The embankment of the new road is in itself an ugly interruption of the valley, but it can and should be pierced by an ample archway through which the narrow sylvan portion of the valley and a pathway traversing it would debouch at the head of the broader glade, the embankment of the roadway being heavily embowered in trees. Such an arrangement would afford sweeping views of the open part of the valley from the road without letting the automobiles spoil the charm of the valley as enjoyed from the foot-paths within it or seriously impairing the intimacy of its connection with the narrow sylvan upper portion. The situation lends itself admirably to providing both the scenic and the cultural variety of conditions desirable for such an exhibition of rhododendrons and related plants.
An unfortunate obtrusion at present into this valley are the stables of the Park Department. It is of vital importance that these be removed from the scene, preferably to the undeveloped park lands just across Pelham Parkway. A portion, at least, of the site of these buildings would be included in the scheme, in order to reclaim the complete form of the valley and to complete the essential enclosing plantations.
In [Appendix B] we have developed somewhat more in detail, in a tentative way, the ideas which have occurred to us for the treatment of this Rhododendron Glade; and we believe it would be the best large new feature on which to concentrate first, after assuring increased funds for general maintenance and for the detailed improvement of existing features.
It must of course be borne in mind that the proper maintenance of such a Rhododendron Glade will cost much more per acre than the old lake with its borders of unsophisticated woodland, or than a simple meadow; and that such an improvement, however desirable from every point of view, ought not to be undertaken without seeing the way perfectly clear to obtaining the necessary additional maintenance funds. The principle, of course, is the same as that which has very properly led various institutions to refuse gifts of very much desired new buildings in the absence of endowment for their operation and maintenance.
2. A group or series of desirable new undertakings is that referred to in your report of April, 1923, under the heading “Model Gardens.” Some of the most valuable of these from the point of view of the general public, such as city back-yard gardens and typical good treatments for small suburban homes, present peculiar difficulties in that they would be rather lacking in realism and effectiveness unless associated with buildings which would be in themselves inharmonious with the general informal park-like landscape of the tract as a whole, and that most of them would need almost complete isolation from each other and from the general landscape.
There are along the Pelham Parkway frontage some rather isolated areas of moderate width, as yet undeveloped and cut off by rocky hills from the rest of the Botanical Garden which can be devoted in whole or in part to small detached Model Gardens.
But one of the assets of these sites is the fact that they do front on the Pelham Parkway and can be seen by the large numbers of motorists who use that route without ordinarily entering the Botanical Garden enclosure.
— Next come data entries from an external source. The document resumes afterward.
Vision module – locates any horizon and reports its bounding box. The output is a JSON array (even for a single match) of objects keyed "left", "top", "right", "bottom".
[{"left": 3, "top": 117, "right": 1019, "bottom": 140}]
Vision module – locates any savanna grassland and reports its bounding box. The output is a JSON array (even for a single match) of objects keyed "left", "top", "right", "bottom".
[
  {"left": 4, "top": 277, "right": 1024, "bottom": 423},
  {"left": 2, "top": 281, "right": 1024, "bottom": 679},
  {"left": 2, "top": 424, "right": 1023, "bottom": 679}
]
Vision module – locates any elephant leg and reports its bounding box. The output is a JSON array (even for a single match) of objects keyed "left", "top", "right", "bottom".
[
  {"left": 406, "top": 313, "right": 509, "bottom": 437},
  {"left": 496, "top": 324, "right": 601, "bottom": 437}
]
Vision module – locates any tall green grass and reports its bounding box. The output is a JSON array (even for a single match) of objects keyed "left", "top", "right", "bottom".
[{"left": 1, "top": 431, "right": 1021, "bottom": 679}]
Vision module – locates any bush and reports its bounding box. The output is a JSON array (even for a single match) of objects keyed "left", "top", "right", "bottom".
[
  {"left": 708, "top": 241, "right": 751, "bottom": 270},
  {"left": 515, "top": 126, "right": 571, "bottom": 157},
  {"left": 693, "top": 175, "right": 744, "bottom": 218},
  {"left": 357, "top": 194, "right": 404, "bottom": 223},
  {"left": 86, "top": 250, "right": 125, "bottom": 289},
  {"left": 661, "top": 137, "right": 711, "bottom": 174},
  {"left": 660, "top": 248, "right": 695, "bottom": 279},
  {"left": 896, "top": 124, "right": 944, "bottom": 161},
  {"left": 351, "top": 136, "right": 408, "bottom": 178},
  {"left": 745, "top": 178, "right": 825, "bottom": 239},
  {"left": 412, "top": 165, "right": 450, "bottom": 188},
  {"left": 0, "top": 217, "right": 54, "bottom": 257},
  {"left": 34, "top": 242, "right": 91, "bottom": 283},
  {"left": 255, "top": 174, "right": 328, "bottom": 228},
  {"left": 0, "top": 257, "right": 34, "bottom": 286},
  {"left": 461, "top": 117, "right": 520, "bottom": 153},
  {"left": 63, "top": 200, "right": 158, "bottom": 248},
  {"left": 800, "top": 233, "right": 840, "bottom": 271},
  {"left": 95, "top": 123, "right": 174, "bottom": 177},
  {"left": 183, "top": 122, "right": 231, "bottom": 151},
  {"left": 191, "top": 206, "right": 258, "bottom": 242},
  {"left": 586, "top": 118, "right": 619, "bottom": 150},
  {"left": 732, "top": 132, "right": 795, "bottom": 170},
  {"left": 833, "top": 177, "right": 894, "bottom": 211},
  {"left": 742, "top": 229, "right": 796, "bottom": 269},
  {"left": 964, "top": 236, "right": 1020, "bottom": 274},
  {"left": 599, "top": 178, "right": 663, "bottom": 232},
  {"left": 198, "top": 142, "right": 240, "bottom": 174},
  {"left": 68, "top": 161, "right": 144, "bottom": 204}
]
So far as practicable, therefore, it would seem advantageous to use these sites for exhibits somewhat of the nature of “show-window displays”—bold, striking, adequate to arrest the attention and pleasantly arouse the interest of people going by at the rate of twenty miles an hour or more, despite the interposition of the enclosing fence and the trees of the Parkway itself. There seems no sufficient reason why this part of the grounds should not be thus thrown visually open to the outside, because the logical line of scenic enclosure for the main body of the ground lies for the most part on the height of land just north of this bordering strip. We are not prepared as yet to offer definite and well-considered suggestions for the kinds of Model Gardens most suitable to these sites, but it would seem that they might well include some of the more bold and striking types of display offering a succession of colorful effects through each season. On the other hand, it would be a pity to put only such exhibits in these “show windows.” Some other equally striking but perhaps more refined and quasi-naturalistic exhibits should be provided for, such, perhaps, as a show of lilacs and one of Crataegus and crab-apples and other so-called “flowering” trees.
For small special domestic gardens of urban and suburban types, places might be found, preferably in direct connection with small houses occupied by Garden employees or adapted to necessary uses other than residential which are capable of fitting into a dwelling-house structure, in accessible locations near the entrance closest to rapid transit stations but completely isolated from the general landscape by screen planting.
3. Iris Garden Region. What seems on preliminary inspection like an opportunity for an essentially new feature of much beauty and interest, if dealt with boldly and skilfully in a large way, is presented in the vicinity of the present Iris Garden and Horticultural Garden. Here is an open hillside sloping irregularly to the eastward from a bench at about elevation 90 near the Southern Boulevard, to a hollow at about elevation 60 near the interior road, and flanked on either side by bold well-wooded hills. Its landscape unit, however, is disturbed by the bulge of the rounding ridge occupied by the Horticultural Garden and by the fact that the open space, once quiet meadow or lawn, is cut up and spotted with paths and flower beds which are yet not sufficiently continuous to produce a unified texture of a richer sort.
Directly opposite to the east is the one important gap in the rocky ridges which border the Bronx River on the west for three quarters of a mile, and in and beyond this gap the natural woods are thin or altogether lacking, giving opportunity, at the sacrifice of a few trees, for a very lovely natural-seeming transverse vista extending to the ridge just west of the Rose Garden.